Captain Holt's fears about the NYPD's reorganization are realized when his old adversary Madeleine Wuntch (Kyra Sedgwick), now a Deputy Chief, shows up to conduct a critical review of the 99th's competence. Wuntch previously wanted to have intercourse with Holt, but was rejected, as Holt revealed he was gay. She has held grudges against him since then. Meanwhile, Boyle (Joe Lo Truglio) scrambles to find a date to the engagement party of his ex-wife and her boyfriend (who are also his landlords). Eventually, Rosa Diaz (Stephanie Beatriz) steps in to help him out.

==Reception==
===Viewers===
In its original American broadcast, "Chocolate Milk" was seen by an estimated 3.31 million household viewers and gained a 1.6/4 ratings share among adults aged 18–49, according to Nielsen Media Research. This was a 40% decrease in viewership from the previous episode, which was watched by 5.46 million viewers with a 2.6/7 in the 18-49 demographics. This means that 1.6 percent of all households with televisions watched the episode, while 4 percent of all households watching television at that time watched it. With these ratings, Brooklyn Nine-Nine was the third most watched show on FOX for the night, beating Mulaney but behind Family Guy and The Simpsons, sixth on its timeslot and eight for the night, behind Madam Secretary, Family Guy, The Simpsons, 60 Minutes, Once Upon a Time, NFL on CBS, and NBC Sunday Night Football.

===Critical reviews===
"Chocolate Milk" received mostly positive reviews from critics. LaToya Ferguson of The A.V. Club gave the episode an "A−" grade and wrote, "Much like in real life, it's sort of a staple in sitcoms to have certain people realize that, despite the amount of time they may spend with each other, they're not exactly the best of friends. They may be technically close friends through family or other friends, but for some reason, they've never really had to do 'friend things' with each other. It's more than a casual friendship, and it might not even be a thing where there’s an inherent dislike or difference between the two. They're just not 'friend friends.' Call it a fact of life. The second episode of Brooklyn Nine-Nines sophomore season not only hits that point just right, it returns the series to form in a way that was somewhat absent in the season premiere."

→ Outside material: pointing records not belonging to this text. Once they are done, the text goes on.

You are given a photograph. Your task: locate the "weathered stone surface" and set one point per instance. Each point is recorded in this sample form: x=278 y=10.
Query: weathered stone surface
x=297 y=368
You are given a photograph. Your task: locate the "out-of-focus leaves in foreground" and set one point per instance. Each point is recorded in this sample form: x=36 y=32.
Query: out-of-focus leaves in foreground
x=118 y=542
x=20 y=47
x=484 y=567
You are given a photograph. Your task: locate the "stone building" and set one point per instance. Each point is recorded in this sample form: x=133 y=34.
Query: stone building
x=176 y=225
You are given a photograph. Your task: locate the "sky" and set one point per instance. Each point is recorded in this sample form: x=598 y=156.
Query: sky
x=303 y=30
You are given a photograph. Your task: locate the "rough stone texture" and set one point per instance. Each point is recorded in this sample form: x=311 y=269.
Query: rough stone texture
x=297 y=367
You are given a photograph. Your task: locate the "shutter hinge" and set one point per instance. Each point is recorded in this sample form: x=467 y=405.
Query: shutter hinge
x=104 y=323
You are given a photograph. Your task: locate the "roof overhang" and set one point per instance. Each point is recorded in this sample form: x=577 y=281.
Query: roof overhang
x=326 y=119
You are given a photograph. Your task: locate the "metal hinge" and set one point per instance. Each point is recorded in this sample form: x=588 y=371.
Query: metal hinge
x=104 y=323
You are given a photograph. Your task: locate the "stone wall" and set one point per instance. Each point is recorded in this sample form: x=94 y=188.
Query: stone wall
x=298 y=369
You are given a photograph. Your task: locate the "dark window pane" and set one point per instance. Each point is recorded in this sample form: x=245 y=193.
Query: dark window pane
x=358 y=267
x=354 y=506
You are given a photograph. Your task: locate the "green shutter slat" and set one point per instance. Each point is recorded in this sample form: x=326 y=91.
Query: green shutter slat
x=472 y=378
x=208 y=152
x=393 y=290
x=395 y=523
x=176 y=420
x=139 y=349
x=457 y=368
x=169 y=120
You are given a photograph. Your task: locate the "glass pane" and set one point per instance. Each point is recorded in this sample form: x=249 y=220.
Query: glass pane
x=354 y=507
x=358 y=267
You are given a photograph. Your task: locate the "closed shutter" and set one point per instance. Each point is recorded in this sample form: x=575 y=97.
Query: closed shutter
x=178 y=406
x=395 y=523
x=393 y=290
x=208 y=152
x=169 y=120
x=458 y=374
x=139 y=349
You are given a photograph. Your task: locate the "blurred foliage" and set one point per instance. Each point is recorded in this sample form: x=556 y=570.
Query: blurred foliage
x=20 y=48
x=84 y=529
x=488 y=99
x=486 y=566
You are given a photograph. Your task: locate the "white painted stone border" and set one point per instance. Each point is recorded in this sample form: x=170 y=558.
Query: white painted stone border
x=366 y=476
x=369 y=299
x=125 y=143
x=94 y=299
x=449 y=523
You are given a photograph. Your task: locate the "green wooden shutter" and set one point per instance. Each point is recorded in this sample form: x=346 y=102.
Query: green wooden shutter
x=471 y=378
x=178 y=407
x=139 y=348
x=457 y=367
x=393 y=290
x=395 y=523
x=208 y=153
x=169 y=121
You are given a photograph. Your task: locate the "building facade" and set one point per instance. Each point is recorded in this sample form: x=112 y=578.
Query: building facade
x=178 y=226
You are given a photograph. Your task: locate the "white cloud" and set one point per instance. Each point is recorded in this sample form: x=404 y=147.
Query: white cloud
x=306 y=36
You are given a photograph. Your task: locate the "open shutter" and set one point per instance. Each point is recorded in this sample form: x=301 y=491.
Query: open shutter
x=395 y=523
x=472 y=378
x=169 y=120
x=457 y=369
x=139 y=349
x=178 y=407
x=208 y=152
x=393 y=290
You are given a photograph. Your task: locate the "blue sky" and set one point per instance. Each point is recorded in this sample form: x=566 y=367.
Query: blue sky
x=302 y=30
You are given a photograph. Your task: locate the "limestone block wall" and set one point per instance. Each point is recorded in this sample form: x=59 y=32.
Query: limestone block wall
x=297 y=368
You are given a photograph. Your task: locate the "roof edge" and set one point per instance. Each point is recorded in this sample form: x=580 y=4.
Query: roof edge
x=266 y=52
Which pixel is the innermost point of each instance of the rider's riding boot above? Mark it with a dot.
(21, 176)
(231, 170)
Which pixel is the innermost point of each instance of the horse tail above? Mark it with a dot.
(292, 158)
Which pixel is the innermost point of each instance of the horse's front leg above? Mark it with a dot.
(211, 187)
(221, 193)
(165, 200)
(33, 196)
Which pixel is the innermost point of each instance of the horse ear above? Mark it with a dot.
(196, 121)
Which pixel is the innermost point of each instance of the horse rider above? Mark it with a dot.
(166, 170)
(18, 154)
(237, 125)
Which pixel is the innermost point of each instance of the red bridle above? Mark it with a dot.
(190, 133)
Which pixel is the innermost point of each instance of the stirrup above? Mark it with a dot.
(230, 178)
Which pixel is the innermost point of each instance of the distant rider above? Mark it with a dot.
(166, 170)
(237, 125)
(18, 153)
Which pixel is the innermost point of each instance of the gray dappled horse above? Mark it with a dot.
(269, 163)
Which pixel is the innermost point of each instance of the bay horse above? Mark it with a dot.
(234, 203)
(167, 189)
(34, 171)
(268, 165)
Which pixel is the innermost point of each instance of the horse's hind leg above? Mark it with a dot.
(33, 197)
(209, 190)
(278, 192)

Jackson McHenry of Entertainment Weekly wrote, "Nobody gives lectures about intimacy in the workplace. People talk about sex — what 'Chocolate Milk' is ostensibly about, with plots that feature seduction, friends with benefits relationships, and even a vasectomy — but nobody tells you how to be friends. It's hard to be friends, when you're competitive, when you're trying keep your distance, when you don't know if a real relationship is possible. The typical workplace terms then build themselves around emotional distance: work friends, bone bros, master and student. But if you spend too much time with anyone, those labels become harder to define. And on Brooklyn Nine-Nine this week, the easy distinctions in the precinct start to dissolve, like chocolate in teat-to-mouth raw milk."

Alan Sepinwall of HitFix wrote, "There's plenty of funny stuff for the whole Brooklyn ensemble in 'Chocolate Milk,' from Gina slapping Boyle at the thought of them being 'bone bros' to Santiago's eyes going wide with terror at the realization that she just yelled at her captain, to the spectacle of Terry being high. (In addition to the spectacle of Jake clinging to Terry's ankle as Terry easily continues walking.) Solid episode all-around." Andy Crump of Paste gave the episode a 9.0 and wrote, "And Brooklyn Nine-Nine continues to show its strength as an ensemble comedy, though lingering questions remain over how the overarching stories introduced in 'Undercover' will impact the series going forward. Given how well 'Chocolate Milk' handles its pursuit of character, though, maybe those don't matter much just yet."